Мои мысли все время вертелись
Вечером, когда после поверки Агата выскользнула из камеры, я переживала страшные часы. Надзирательница погасила свет, и камера погрузилась в полную темноту. Как назло, фонарь за окном не светил – видно, снова перегорела лампочка. Это погружение во мрак и так было не особенно приятно, особенно если учесть, что свет в камере в случае чего включить было невозможно – выключатель находился снаружи. Теперь же погружение в кромешную темноту казалось еще более зловещим. Нервы были напряжены до предела. Я с ужасом ожидала возвращения Агаты. Мое тело одеревенело и стало непослушным, будто его связали веревками.
Агата вернулась после полуночи. Одновременно с ее тяжелой поступью послышался скрежет ключа в замке – значит, проводив Агату, надзирательница заперла камеру. От напряжения мои руки сжались в кулаки – как будто это могло чем– то помочь. В горле пересохло, я с трудом могла проглотить слюну. А она вскарабкалась на свои нары и повернулась лицом к стене – в темноте были видны очертания ее мощной спины. И все же я боялась заснуть – до утра было еще далеко. Рассвет я встретила с облегчением. В это утро я не пошла в библиотеку, пользуясь своей привилегией оставаться в камере, когда все остальные уходили на работу. Сквозь дремоту я слышала все, что происходило снаружи: шаги в коридоре, какую-то возню, голос диктора по радио. Берушами я решила больше никогда не пользоваться. Если бы не они, быть может, в ту злосчастную ночь я бы услышала, как Агата лезет ко мне на нары. Учитывая ее вес и тесноту в камере, наверняка было бы слышно. Странно, что эта громадина выбрала себе место наверху – каждодневное лазанье туда и обратно было для нее явно делом нелегким. Может, она считала это своего рода гимнастикой? Мысленно я задавала себе вопрос: можно ли вообще воспринимать ее как женщину? Она представляла собой некий гибрид, ошибку природы, смешение полов, даже видов. Действительно, после всего, что случилось, ее с трудом можно было называть человеком. А уж по сравнению с Изой она вообще казалась чудовищем. Иза была женщиной в полном смысле этого слова, в этом у меня не было ни малейшего сомнения. Она была женщиной в большей степени, чем я, – ее женственность будила воображение. Иза была явлением, вспоминать о котором можно было часами. Ее лицо, эти необыкновенные рысьи глаза… ее улыбка…

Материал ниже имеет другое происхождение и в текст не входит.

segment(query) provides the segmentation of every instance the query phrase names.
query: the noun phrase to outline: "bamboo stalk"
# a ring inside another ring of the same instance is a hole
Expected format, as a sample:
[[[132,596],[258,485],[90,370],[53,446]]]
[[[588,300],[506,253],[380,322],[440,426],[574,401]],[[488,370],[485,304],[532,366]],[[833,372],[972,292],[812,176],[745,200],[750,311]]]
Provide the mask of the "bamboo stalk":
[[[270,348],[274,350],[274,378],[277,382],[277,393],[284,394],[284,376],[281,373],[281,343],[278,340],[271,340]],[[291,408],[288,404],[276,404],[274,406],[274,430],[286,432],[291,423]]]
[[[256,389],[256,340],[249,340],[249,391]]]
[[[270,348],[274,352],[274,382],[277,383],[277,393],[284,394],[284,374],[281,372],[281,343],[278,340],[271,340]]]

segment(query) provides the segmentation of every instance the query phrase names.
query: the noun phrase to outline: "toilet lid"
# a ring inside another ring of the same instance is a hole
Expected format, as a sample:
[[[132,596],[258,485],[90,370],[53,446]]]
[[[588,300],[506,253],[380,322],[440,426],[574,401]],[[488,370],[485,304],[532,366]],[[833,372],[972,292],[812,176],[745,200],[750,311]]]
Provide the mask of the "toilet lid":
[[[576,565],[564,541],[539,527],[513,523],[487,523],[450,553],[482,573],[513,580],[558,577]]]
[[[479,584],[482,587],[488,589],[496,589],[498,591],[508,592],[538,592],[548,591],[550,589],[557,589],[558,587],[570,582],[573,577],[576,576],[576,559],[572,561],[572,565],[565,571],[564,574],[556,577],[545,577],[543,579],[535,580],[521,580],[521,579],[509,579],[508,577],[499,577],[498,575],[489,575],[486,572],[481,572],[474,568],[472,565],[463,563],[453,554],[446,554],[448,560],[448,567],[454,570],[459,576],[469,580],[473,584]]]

Странно, она столько курила, а зубы у нее были белые, красивые, ровные. Интересно, как в дальнейшем сложатся наши отношения… Иза была умна, интеллигентна, правда, употребляла похабные словечки, отчего меня немного коробило. Но, с другой стороны, в этих стенах не предусматривалось ведение салонных бесед. Это показалось бы искусственным, даже смешным. Я тоже временами выражаюсь, прямо скажем, языком не слишком изысканным. Если бы кто– нибудь подслушал мои мысли, то он пришел бы в ужас. Но в этом мрачном месте все мгновенно становилось гадким.
Женщины меня восхищали, но только настоящие, осознающие свою женственность. Красивые, пахнущие духами. Обычно они же и смущали меня. Я обходила их стороной, стремясь к обществу подобных себе, обыкновенных. Кто– нибудь мог бы возразить: писательница не может считаться обыкновенной женщиной. Да, но не такая писательница, как я. Я не творила действительность, я только описывала ее, будто совсем не имела воображения. Продавала по кусочкам то, что имела на продажу, каждый раз становясь из-за этого немного беднее. Может, поэтому меня и не хватало на личную жизнь. Любое сильное чувство, которое я не отдавала бумаге, казалось мне пустой тратой материала. Мне вполне хватало чужой жизни, чужой любви, чужого материнства.